Overseeding is an important part of lawn maintenance. Lawns can naturally thin out over time due to poor soil conditions, competition from weeds, insect damage or normal wear and tear. Overseeding is simply adding grass seed to an existing lawn to promote thicker growth that discourages weeds and insects. The cause of lawn problems must be understood before overseeding to make sure the right seed mix and quantity are applied.
Evaluating Your Lawn
Healthy lawns need turf grasses that are suited to the local soil and light conditions. Check your soil for compaction by cutting out a small piece of turf. The soil should be moist and crumble easily in your hand. Compacted soil needs aeration which should also be part of the yearly lawn maintenance routine. Examine the turf for signs of insects such as grubs and other larvae that can damage root systems.

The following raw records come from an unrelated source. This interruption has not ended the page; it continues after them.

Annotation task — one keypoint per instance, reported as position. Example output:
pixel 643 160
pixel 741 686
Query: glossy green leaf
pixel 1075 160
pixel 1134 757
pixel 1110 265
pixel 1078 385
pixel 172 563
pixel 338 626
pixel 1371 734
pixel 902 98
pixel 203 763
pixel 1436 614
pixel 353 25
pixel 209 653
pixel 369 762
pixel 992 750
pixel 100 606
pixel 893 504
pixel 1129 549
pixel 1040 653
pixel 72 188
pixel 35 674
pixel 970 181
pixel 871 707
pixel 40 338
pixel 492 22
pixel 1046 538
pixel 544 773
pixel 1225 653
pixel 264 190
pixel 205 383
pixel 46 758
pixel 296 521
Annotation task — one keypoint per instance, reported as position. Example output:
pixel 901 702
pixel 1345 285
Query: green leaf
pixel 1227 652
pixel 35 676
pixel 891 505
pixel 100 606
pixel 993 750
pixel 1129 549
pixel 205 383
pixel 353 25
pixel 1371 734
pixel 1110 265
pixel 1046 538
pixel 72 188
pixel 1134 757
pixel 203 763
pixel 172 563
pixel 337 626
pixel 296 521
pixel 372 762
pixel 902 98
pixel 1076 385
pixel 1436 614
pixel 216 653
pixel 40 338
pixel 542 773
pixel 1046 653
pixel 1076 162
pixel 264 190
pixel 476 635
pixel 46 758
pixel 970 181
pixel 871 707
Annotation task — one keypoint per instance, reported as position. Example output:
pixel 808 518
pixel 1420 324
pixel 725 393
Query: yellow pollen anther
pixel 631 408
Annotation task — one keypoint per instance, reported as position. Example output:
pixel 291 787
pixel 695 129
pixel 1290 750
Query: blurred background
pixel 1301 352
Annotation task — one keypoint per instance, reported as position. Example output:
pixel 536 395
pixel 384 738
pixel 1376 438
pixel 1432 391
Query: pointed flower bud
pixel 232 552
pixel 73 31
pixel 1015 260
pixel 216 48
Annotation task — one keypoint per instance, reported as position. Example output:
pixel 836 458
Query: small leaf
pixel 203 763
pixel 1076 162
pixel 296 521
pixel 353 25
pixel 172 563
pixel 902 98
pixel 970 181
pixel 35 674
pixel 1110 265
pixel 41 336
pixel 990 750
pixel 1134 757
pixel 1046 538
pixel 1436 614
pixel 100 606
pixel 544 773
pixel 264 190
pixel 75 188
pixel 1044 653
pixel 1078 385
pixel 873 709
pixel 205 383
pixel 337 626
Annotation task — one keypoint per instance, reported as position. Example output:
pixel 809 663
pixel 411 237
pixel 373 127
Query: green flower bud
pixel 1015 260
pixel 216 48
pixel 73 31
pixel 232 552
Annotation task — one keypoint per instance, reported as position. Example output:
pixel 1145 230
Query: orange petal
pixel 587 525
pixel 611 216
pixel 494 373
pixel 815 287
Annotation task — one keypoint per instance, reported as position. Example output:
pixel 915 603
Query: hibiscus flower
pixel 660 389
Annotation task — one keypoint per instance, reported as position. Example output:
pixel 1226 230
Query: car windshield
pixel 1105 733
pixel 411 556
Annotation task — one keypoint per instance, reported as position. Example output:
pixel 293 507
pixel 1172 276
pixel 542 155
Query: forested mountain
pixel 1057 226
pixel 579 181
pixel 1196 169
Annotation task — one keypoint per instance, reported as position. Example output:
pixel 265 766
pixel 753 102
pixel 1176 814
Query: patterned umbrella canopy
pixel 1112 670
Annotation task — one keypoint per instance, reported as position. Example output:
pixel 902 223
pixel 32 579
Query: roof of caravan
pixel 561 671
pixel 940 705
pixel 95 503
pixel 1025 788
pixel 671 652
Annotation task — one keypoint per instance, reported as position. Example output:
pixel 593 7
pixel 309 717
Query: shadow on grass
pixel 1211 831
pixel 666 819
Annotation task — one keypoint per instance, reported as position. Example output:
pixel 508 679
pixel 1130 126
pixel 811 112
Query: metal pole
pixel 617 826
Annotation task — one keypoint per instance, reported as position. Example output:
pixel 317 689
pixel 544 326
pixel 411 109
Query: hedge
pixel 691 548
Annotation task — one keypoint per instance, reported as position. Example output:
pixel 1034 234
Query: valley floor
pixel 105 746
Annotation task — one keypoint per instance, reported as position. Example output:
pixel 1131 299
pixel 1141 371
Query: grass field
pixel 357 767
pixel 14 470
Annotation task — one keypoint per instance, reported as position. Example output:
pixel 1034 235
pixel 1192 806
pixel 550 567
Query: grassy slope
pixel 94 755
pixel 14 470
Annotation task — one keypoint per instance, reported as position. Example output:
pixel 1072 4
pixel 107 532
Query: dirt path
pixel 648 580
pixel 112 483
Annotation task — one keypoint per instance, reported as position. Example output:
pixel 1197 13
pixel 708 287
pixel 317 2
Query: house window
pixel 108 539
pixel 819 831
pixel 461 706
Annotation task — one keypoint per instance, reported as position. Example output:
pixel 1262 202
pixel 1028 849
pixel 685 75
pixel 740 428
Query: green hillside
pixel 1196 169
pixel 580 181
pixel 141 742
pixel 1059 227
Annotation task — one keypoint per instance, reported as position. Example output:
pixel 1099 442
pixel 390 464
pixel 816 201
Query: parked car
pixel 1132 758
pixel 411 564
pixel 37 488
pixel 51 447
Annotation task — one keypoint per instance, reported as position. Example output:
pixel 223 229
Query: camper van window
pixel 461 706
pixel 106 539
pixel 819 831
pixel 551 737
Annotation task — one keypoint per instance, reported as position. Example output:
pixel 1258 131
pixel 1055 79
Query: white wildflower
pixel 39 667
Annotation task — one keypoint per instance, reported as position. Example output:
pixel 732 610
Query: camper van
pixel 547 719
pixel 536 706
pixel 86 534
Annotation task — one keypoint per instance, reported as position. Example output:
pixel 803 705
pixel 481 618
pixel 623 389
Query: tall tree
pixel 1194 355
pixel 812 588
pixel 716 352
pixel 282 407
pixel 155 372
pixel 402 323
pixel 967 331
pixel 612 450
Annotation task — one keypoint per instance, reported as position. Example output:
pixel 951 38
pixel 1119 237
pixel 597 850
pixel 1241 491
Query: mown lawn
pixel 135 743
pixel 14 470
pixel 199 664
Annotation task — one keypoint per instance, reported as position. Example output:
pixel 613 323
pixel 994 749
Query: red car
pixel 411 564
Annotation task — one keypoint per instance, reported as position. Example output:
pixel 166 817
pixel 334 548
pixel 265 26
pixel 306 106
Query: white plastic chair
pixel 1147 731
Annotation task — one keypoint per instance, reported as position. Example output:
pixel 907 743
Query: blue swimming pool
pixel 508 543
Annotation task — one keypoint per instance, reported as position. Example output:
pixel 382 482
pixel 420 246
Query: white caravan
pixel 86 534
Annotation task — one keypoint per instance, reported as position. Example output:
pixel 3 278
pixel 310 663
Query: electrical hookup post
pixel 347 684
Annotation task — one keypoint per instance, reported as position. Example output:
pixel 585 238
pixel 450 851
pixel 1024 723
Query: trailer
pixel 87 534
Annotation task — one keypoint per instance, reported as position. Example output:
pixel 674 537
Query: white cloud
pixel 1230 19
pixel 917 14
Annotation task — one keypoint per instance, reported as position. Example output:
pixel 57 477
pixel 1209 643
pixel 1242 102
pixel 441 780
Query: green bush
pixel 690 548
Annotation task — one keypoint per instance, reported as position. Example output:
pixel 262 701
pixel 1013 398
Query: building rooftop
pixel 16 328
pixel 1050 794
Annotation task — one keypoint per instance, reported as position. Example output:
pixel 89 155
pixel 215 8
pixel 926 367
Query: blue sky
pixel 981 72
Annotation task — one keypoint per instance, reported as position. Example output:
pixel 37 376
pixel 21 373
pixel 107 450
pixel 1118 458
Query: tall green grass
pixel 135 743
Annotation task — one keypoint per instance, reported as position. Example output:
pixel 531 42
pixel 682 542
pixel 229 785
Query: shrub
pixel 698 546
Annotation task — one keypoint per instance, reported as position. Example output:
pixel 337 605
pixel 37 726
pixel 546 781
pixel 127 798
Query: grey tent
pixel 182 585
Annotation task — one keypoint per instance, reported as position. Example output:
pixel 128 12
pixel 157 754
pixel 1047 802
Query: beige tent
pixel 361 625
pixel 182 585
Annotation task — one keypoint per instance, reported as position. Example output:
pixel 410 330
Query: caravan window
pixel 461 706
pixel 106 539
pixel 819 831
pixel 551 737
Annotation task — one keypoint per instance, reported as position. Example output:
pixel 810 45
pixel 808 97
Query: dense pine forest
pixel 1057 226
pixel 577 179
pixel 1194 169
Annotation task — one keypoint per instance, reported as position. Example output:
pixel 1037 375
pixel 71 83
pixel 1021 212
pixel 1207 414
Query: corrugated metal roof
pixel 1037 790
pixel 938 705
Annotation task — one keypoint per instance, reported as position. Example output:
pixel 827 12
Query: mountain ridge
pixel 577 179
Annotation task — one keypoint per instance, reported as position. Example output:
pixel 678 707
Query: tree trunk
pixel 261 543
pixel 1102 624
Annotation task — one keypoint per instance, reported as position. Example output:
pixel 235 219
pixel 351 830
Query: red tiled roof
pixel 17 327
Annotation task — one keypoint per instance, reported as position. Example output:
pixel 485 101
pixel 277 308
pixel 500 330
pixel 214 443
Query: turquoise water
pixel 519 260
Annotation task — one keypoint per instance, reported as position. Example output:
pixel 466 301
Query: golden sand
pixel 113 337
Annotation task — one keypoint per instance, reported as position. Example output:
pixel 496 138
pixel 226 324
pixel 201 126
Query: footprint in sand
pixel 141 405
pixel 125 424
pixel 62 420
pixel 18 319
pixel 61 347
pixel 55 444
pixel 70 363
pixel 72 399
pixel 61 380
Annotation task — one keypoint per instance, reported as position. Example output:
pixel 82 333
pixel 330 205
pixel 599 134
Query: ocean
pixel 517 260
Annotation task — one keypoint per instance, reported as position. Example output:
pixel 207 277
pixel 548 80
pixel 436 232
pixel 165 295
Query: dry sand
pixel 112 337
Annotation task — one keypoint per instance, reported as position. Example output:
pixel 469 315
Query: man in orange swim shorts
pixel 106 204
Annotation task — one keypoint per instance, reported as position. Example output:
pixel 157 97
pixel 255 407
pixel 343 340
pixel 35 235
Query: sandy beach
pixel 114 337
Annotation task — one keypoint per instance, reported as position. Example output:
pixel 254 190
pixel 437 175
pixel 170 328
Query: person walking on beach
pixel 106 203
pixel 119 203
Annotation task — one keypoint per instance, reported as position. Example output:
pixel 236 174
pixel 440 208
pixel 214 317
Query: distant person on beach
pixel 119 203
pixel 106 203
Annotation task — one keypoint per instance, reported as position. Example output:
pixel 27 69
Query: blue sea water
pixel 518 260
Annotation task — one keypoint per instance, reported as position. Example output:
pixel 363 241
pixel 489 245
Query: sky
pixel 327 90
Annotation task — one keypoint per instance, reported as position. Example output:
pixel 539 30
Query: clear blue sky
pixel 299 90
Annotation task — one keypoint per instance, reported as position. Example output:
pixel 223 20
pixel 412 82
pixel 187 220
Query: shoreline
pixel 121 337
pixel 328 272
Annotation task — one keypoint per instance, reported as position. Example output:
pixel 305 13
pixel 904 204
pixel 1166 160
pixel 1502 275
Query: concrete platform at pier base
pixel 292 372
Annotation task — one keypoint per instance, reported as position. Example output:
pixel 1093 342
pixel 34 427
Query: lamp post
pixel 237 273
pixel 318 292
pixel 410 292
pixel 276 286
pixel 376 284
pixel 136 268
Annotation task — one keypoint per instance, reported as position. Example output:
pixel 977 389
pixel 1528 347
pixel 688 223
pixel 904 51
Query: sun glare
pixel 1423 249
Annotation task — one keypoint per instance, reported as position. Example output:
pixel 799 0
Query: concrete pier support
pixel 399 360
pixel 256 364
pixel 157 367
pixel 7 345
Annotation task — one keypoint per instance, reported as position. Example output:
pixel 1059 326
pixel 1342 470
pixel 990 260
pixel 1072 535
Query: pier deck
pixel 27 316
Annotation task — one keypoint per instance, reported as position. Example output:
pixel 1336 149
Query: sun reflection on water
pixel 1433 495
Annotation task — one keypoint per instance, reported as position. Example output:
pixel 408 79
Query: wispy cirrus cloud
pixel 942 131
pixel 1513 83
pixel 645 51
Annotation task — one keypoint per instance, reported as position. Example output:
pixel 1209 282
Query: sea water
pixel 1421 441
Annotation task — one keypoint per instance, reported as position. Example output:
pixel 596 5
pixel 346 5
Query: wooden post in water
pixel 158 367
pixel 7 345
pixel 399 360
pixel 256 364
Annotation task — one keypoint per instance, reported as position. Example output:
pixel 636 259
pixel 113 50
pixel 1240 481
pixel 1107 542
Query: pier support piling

You will also need to know how much of your lawn is in partial or complete shade before choosing a turf grass for overseeding.
Turf Grass Selection
Choose a grass seed blend containing endophytes, a naturally occurring fungus that protects grass against many insects and is safe for children and pets. Lawns with a lot of shade can be seeded with creeping red fescue, hard fescue or shade tolerant varieties of Kentucky bluegrass. If compacted soil is a problem, plant a seed mix containing perennial rye grass.
How to Overseed
Before overseeding, cut the lawn to about 1 inch in height and remove the clippings and any other plant debris. Dethatch the lawn if necessary and aerate to allow air and water into the subsurface. Seed the lawn using a spreader to ensure even distribution, carefully following the directions for the amount of seed use. Broadcast spreaders work best for large areas but a handheld spreader will be fine for small patches. Fertilize and water the seeded areas.
When to Overseed
Early fall is generally the best time to overseed as it gives the newly planted grass time to develop better root systems over the winter. Grass planted in the spring will struggle to endure the hot, dry summer conditions. Weeds are also less vigorous in the fall which means less competition for the new grass. If overseeding in the spring is the only option, do so as early as possible to allow the grass to get well established before the summer months.
Establish a yearly maintenance program for your lawn including overseeding. Regular dethatching, aeration and additional seeding will keep your grass thick and rich in color. A naturally healthy lawn will reduce the need for fertilizers and other chemicals. If overseeding a lawn that is already very vigorous, reduce the amount of seed applied to one half of the recommended quantity. Periodically remove some turf and examine the roots and soil for signs of potential problems.